Yufei Li

I am a 4th-year Ph.D. student in Electrical Engineering at University of California, Riverside (UCR). I conduct research at natural language processing (NLP) and deep learning (DL). Specifically, I'm interested in uncertainty and robustness of language models, as well as efficient training or inference of various DL tasks.


Email   |  CV   |  Google Scholar   |  GitHub   |  LinkedIn |  Twitter


Education

Ph.D.



University of California, Riverside (UCR), Electrical and Computer Engineering, U.S.
Advisor: Cong Liu
Sep 2022 - now

M.S.


University of California, San Diego (UCSD), Electrical and Computer Engineering, U.S.
Sep 2018 - Jun 2020
B.S.


Xi'an Jiaotong University (XJTU), Mechanical Engineering, China
Sep 2014 - Jun 2018

Publications (* denotes equal contribution)
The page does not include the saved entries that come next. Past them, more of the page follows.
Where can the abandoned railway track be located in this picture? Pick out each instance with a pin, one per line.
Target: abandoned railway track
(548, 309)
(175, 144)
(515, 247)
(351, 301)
RT-LM: Uncertainty-Aware Resource Management for Real-Time Inference of Language Models
Yufei Li, Zexin Li, Wei Yang, Cong Liu
RTSS 2023
pdf
In real-world cloud servers, LLMs such as ChatGPT may need to process hundreds of queries in a short period, and how to multitask efficiently affects the overall system performance. We propose RT-LM which leverages uncertainty as a latency heuristic to optimize real-time LLM-based dialogue systems.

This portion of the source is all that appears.